There was a hitch in the proceedings – no one knew why, until Oats Gurley, whose duty it was to operate the movie projector, said they couldn’t start until Reece put in an appearance with the film cans. A mixture of cheers and jeers sounded in the room. Then the boys began to chant: “We want Heartless, we want Heartless…”

At last the courier arrived – at which the room erupted into louder huzzahs. After he had exhibited the cans of film and made mock bows to all sides, he slipped in among “his boys,” and the reels began to turn.

Alas, anticipation soon turned to disappointment. Lon Chaney had gone to the Great Movie Show in the Sky, had in fact died eight years before, and his silent movie had a decidedly creaky look. In fact, the term “the flickers” had been coined to describe films such as this one; old and scratched, the reels had undoubtedly run through the sprockets of untold projectors over the years, and the titles leaped and danced about on the screen. Catcalls and whistles, groans and jokes greeted the coloratura singing her heart out on the stage of the Paris Opera House and the corny notes written by the “Phantom” threatening the end of her career, nay, her life, if she presumed to appear onstage instead of his beloved Christine. There followed a higher-scoring scene in which, while the heroine dares her fate, the giant crystal chandelier at the top of the opera-house ceiling is made by some sinister hand (Yikes!

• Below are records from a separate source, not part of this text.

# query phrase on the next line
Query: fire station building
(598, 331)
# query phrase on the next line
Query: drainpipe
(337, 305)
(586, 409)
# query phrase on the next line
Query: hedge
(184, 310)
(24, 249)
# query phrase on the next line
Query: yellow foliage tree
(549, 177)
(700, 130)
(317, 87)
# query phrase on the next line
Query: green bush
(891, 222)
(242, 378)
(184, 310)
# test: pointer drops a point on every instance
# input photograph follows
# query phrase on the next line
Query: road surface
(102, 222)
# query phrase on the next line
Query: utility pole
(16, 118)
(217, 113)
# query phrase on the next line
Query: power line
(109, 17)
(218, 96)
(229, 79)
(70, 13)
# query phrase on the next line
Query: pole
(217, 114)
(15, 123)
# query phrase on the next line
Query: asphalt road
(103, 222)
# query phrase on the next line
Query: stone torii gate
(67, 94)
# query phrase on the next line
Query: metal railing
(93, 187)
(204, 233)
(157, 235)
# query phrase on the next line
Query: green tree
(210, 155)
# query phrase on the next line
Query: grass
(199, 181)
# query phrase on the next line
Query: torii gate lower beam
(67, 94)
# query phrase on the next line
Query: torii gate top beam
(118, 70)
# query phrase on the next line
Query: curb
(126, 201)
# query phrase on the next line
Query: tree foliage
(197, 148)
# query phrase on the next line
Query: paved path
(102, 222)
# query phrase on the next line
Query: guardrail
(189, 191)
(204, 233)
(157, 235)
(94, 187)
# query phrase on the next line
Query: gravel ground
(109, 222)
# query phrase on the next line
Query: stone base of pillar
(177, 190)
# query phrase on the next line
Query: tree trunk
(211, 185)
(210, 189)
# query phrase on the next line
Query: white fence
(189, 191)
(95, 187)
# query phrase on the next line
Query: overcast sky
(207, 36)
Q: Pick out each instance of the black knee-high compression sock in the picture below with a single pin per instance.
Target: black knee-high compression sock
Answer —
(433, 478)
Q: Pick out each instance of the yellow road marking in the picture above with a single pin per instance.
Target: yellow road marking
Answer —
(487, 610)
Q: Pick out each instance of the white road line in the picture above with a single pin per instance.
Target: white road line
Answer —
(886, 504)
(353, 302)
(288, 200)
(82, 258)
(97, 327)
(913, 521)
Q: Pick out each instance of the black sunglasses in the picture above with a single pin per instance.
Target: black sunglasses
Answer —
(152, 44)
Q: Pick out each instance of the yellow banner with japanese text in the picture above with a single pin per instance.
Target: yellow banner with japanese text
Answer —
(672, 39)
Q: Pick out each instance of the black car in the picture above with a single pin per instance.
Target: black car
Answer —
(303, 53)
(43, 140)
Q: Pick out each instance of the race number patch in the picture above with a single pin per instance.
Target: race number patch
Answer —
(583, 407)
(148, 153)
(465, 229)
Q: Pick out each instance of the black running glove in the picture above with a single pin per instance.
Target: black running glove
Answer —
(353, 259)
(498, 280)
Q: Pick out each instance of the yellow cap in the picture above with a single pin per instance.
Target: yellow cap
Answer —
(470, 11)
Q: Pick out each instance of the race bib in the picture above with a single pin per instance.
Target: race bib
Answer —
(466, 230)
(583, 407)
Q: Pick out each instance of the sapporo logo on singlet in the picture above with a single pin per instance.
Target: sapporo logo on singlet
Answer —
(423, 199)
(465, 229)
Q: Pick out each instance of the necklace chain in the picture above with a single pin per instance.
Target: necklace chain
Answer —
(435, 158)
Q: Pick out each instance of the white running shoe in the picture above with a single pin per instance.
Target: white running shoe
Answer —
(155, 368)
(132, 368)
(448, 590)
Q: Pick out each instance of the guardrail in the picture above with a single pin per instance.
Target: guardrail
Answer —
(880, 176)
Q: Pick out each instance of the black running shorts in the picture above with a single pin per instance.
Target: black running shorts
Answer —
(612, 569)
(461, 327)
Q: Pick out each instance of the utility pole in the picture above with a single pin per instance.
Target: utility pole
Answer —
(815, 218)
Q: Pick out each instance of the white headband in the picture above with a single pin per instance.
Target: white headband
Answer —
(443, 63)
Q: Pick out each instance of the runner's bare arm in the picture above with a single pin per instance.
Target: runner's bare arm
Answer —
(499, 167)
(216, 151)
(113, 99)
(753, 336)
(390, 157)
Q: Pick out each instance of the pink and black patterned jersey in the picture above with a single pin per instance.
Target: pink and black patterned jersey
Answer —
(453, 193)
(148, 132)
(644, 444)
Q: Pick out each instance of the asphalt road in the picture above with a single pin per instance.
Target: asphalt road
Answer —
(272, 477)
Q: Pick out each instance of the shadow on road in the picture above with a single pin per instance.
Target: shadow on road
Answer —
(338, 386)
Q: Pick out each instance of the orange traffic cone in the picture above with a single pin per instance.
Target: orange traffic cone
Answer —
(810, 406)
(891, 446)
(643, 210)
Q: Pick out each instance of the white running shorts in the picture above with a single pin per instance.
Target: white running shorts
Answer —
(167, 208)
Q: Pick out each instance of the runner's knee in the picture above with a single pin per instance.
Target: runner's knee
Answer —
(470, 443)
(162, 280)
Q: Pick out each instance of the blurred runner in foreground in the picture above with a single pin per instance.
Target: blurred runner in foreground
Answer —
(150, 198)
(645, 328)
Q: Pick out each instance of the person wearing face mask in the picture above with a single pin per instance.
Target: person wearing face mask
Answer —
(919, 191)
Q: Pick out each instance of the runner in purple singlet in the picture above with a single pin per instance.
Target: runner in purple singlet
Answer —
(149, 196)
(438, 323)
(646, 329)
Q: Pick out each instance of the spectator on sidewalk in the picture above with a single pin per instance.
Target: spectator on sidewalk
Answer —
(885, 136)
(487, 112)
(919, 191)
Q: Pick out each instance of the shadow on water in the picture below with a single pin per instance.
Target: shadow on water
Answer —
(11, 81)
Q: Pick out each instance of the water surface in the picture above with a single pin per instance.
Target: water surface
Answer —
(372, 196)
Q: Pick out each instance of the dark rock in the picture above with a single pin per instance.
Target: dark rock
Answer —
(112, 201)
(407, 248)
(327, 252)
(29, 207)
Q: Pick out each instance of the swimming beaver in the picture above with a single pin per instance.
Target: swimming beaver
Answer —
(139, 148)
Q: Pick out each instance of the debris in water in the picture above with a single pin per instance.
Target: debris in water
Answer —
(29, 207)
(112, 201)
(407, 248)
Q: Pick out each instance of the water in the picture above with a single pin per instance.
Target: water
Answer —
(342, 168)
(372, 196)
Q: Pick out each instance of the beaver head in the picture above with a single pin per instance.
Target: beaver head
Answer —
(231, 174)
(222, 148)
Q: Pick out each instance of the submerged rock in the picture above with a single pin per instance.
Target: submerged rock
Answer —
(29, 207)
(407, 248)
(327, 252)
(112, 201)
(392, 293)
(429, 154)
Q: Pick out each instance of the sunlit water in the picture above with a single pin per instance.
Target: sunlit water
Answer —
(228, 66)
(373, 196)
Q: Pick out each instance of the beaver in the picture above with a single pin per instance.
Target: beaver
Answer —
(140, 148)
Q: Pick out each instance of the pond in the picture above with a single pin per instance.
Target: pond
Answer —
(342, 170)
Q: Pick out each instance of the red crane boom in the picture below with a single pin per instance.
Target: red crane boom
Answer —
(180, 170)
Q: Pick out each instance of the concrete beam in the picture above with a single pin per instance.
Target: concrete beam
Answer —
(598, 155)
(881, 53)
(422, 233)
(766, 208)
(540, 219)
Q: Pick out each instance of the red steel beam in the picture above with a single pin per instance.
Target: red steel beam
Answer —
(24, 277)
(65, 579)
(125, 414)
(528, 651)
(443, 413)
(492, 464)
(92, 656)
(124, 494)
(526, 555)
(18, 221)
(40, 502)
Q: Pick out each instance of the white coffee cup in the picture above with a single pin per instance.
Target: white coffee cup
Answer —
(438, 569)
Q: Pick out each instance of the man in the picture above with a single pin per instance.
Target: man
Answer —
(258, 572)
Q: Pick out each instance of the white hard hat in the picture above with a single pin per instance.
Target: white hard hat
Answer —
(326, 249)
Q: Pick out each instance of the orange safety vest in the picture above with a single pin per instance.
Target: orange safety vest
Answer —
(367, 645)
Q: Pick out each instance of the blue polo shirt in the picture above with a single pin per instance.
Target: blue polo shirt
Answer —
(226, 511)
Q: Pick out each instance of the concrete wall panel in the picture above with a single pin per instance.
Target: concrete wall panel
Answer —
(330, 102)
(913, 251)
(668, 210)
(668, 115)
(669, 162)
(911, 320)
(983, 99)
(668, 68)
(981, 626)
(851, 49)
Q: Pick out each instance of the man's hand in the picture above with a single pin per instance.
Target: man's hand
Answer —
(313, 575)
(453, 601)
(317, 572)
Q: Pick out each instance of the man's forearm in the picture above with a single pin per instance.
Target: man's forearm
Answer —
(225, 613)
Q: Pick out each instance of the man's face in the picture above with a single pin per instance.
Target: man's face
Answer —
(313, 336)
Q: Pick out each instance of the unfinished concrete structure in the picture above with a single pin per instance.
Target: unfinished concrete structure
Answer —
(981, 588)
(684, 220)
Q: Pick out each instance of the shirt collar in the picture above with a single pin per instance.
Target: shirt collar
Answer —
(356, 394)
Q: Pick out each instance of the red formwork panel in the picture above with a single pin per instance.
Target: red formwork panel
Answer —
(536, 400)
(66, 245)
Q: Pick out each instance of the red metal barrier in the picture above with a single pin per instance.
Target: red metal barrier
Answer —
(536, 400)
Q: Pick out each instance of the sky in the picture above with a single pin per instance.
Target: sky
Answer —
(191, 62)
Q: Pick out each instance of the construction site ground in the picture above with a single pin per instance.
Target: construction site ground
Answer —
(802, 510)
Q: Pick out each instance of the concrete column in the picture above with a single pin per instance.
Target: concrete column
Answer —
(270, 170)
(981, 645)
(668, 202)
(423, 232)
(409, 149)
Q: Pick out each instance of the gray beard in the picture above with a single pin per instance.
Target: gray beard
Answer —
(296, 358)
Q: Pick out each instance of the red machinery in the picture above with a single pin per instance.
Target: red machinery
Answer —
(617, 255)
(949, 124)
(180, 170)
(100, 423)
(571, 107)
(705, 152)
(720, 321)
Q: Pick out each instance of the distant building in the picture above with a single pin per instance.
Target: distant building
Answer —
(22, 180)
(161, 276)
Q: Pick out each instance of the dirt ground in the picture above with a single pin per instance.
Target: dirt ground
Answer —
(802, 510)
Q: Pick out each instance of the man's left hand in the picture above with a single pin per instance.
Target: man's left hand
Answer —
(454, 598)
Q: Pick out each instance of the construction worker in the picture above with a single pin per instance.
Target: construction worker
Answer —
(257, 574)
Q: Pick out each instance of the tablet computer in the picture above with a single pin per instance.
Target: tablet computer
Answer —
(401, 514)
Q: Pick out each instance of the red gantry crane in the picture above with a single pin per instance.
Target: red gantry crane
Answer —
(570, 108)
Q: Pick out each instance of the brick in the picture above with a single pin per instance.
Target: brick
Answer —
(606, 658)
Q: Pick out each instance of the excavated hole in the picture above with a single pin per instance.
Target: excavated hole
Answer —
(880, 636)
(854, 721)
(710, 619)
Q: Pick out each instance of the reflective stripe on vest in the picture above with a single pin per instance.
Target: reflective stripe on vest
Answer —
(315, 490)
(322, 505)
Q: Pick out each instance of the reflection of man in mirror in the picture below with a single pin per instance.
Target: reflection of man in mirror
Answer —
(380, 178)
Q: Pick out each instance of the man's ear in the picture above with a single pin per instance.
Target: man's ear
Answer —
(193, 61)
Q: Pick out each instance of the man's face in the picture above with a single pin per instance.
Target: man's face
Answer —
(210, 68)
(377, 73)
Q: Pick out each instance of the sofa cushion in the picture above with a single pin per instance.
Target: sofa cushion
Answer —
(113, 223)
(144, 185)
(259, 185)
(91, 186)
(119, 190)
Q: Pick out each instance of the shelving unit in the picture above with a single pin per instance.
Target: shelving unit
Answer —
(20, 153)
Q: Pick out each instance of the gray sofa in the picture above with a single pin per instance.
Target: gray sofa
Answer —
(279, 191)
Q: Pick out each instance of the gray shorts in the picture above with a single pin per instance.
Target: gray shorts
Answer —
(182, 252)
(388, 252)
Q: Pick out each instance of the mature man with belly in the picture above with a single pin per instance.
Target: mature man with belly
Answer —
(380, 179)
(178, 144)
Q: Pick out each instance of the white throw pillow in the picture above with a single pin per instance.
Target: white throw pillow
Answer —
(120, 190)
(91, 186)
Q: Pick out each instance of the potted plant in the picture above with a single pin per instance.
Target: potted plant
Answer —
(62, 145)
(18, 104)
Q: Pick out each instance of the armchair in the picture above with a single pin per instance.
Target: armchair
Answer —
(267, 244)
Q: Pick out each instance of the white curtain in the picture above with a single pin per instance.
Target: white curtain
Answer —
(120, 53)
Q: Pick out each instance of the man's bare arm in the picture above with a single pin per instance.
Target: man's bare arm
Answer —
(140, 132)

The Phantom!) to come crashing down into the orchestra, crushing to death those spectators unlucky enough to be sitting beneath the fixture. And then, finally, the electrifying moment when “Erik,” the Phantom, first appears, his features hidden by a mask. With his long, slender, and enticing hand he lures Christine down, down, many floors below, under the opera house, where there exists a sullen black lagoon and, anchored at a stone mooring step, a slender, coffin-like vessel. Upon this slender vessel the lady is persuaded to embark for the Phantom’s subterranean apartments, where she is safely, and presumably contentedly, installed, seemingly only a little intimidated by her bizarre surroundings and the Phantom’s eternally masked presence. Later, unable to control her curiosity, as he plays the organ she slips up behind the unsuspecting Phantom and tears away his mask. Oh, horror! His features bared, he turns upon her and shows her that nightmare face, skull-like and awful to look upon with grinning teeth and two holes where a nose ought to have been.